Founding director of the Council on International Policy
Canada’s role as facilitator in the restoration of diplomatic ties between the United States and Cuba highlights its traditional strengths in constructive diplomacy. While Ottawa’s role in this regard must be applauded, this form of constructive diplomacy must be applied more broadly in Canadian foreign policy, particularly as it relates to Iran.
Considering outgoing Foreign Minister John Baird’s tough stance toward Iran, one of the biggest challenges for his successor, and indeed, the next government post-election, will be re-establishing diplomatic ties with Tehran. To this end, Canada must plan for the eventual normalization of relations with Iran, principally in the event that a comprehensive nuclear deal with the so-called P5+1 (United States, United Kingdom, France, Russia, China and Germany) is signed, sealed and delivered by June 2015.
Over the years, Canadian foreign policy vis-à-vis Iran has diverged from that of its closest allies, including the United States and the European Union. As demonstrated through tough rhetoric and the cessation of diplomatic ties with Iran, Canada is finding itself on the margins of international politics on this issue.
Canada’s closest allies are all interacting with Iran at the highest levels of government, as most famously highlighted by the historic telephone conversation between Presidents Barack Obama and Hassan Rouhani last year, and more recently at last September’s UN General Assembly where UK Prime Minister David Cameron and French President François Hollande held bilateral meetings with the Iranian president.

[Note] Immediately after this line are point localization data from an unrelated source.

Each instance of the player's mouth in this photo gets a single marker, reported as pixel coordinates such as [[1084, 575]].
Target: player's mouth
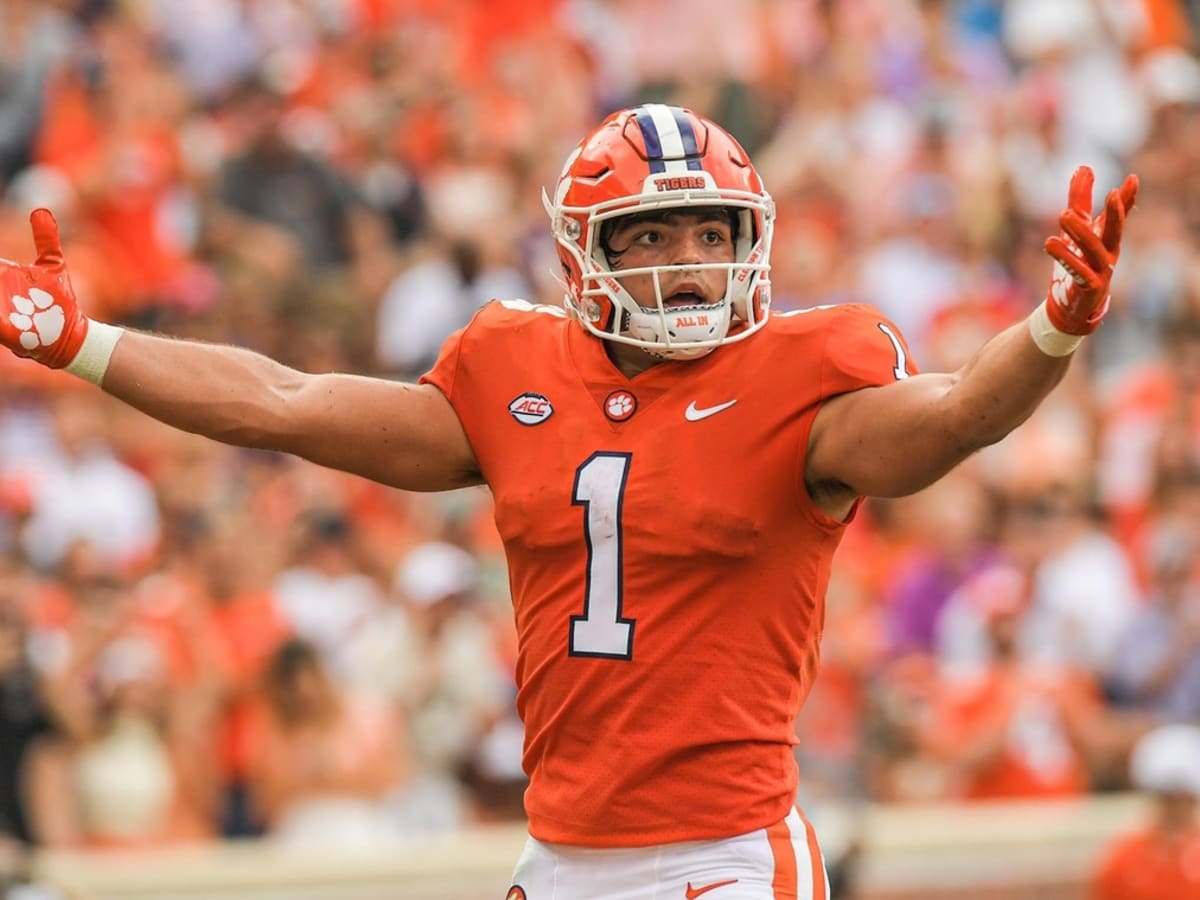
[[685, 295]]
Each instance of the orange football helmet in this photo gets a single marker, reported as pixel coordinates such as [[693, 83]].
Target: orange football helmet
[[659, 157]]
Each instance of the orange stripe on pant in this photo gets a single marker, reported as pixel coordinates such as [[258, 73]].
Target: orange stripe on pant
[[786, 882]]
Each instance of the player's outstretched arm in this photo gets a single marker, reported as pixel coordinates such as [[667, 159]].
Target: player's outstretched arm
[[892, 441], [401, 435]]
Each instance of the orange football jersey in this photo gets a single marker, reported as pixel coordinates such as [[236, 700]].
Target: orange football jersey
[[666, 564]]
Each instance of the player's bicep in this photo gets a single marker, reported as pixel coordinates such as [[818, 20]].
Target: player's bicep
[[407, 436], [887, 441]]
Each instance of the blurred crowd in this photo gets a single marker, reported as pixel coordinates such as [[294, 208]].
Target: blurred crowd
[[198, 641]]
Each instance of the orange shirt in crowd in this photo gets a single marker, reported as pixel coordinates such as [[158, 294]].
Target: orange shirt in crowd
[[1146, 865], [1013, 731]]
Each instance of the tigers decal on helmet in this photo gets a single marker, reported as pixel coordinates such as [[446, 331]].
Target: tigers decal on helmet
[[648, 159]]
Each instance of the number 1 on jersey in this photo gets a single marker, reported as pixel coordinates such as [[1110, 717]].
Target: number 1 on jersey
[[600, 490]]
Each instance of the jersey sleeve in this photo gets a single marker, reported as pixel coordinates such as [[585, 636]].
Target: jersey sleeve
[[864, 349]]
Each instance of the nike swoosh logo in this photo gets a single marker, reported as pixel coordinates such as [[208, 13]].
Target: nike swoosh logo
[[693, 893], [694, 414]]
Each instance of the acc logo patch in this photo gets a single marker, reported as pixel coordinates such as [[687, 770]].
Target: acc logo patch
[[619, 406], [531, 408]]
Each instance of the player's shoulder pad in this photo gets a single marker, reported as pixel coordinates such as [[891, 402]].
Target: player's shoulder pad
[[815, 318], [509, 313], [859, 347]]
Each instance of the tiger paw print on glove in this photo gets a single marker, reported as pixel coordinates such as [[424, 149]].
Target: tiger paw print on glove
[[37, 318], [40, 316]]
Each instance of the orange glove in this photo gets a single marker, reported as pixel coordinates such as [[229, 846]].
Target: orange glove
[[1085, 255], [39, 313]]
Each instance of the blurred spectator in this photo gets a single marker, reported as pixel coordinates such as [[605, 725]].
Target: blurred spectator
[[1158, 661], [457, 693], [275, 197], [24, 715], [36, 39], [433, 298], [1011, 727], [1162, 859], [328, 757], [81, 491], [324, 597], [129, 771]]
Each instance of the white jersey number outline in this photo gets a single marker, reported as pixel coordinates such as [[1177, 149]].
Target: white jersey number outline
[[600, 489]]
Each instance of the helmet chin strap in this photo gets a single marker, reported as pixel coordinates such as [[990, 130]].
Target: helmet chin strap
[[679, 325]]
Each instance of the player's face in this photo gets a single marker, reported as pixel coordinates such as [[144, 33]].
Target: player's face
[[678, 239]]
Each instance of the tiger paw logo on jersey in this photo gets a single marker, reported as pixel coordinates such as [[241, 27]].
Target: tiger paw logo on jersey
[[531, 408], [619, 406]]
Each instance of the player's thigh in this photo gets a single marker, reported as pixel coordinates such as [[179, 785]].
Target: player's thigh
[[778, 863]]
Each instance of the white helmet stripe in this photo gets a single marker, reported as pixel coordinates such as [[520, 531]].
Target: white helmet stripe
[[670, 139]]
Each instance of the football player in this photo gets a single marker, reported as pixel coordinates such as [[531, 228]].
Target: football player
[[672, 467]]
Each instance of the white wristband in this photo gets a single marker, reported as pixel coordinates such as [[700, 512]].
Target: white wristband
[[96, 351], [1050, 340]]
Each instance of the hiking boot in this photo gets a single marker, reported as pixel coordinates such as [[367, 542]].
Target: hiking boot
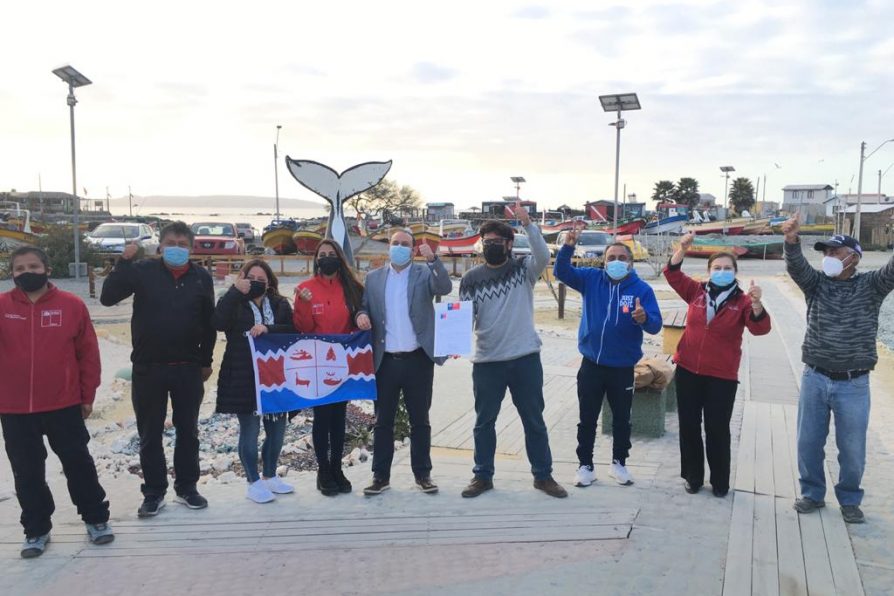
[[551, 487], [192, 500], [477, 486], [620, 474], [279, 486], [326, 482], [151, 506], [852, 514], [378, 486], [341, 481], [426, 485], [100, 533], [34, 546], [807, 505], [259, 492], [585, 476]]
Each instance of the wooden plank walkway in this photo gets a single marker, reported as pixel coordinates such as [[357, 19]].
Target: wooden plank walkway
[[772, 549]]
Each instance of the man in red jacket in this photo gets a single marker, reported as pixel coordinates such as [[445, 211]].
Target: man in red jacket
[[50, 370]]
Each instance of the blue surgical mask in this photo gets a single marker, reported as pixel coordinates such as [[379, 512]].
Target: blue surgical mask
[[175, 256], [400, 255], [723, 277], [617, 269]]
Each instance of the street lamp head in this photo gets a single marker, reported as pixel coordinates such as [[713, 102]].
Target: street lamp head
[[70, 75], [619, 102]]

Indeed, Canada’s NATO allies in the so-called P5+1 (United States, United Kingdom, France and Germany) are negotiating with Iran in earnest and holding bilateral meetings with the Iranians on the margins in an effort to peacefully resolve a 13-year dispute.
On the other hand, Ottawa is pursuing an outdated and unproven approach to Iran by not engaging a government that it disagrees with. To be sure, the Obama administration’s recognition of this failed approach is what prompted it to change its strategy vis-à-vis Tehran, and more recently Havana. On a broader and global scale, Canadian policy towards Iran has been part of a shift in Canada’s foreign policy which has changed its image abroad and at home.
Under its current leadership — and arguably in large part due to Baird’s approach — Ottawa’s Iran policy has largely focused on Tehran’s less than stellar respect for human rights, and rightfully so, as well as the government’s unequivocal support for Israel.
While it is the government’s prerogative to pursue the policies it deems necessary, Canada’s emphasis on human rights in addition to its unequivocal support for Israel does not have to be at the detriment of Canada’s broader foreign policy towards Iran. Canada’s government must recognize the strategic importance of engaging with Iran. Like Canada, Iran is a contributor to the fight against the Islamic State of Iraq and Syria (ISIS), or Daesh. While there lacks direct cooperation between the United States and its allies, including Canada, and Iran in the effort to confront ISIS, parallel and complementary action is being taken. Certainly, a de-conflicting of interests and activities is occurring via the Iraqis.
What is more, a functional Canadian-Iranian relationship is important for a multitude of reasons. Firstly, Canada is home to a large Iranian expatriate community who maintain links to their homeland and who contribute to a rich and diverse multicultural Canadian society. Since the cutting of diplomatic ties with Iran in 2012, the Iranian-Canadian community has not had access to Iranian consular services for common transactions such as passport renewals, marriage registrations, power of attorney requests and the like. Interestingly, Iranian-Canadians are travelling to Washington, DC, where Iran maintains an Interests Section, to access consular services. Additionally, even though Iran does not recognize dual citizenship, the lack of Canadian representation in Tehran leaves Iranian-Canadians there without access to Canadian assistance. The lack of Canadian presence there also deprives Ottawa and its allies of a key listening outpost.
Further, in the event sanctions on Iran are permanently lifted, Canada may find itself at a disadvantage economically once Iran’s mostly untapped commercial and consumer market opens, potentially depriving Canadian businesses of lucrative trade opportunities, which are feverishly pursued by the current Canadian government.
In the event a nuclear agreement is reached with Iran, first through a political framework in March and later through a comprehensive agreement in June, Canada will need to act accordingly and pursue constructive diplomacy with Tehran or continue being the outlier in global politics.
By no means will this equate to Canada and Iran being the best of friends, but rather, there is no better time than the present to re-evaluate Canadian foreign policy toward Iran, particularly with the welcoming of a new minister of foreign affairs, a federal election year and potentially a pivotal year in Iran’s broader relations with the West, including Canada.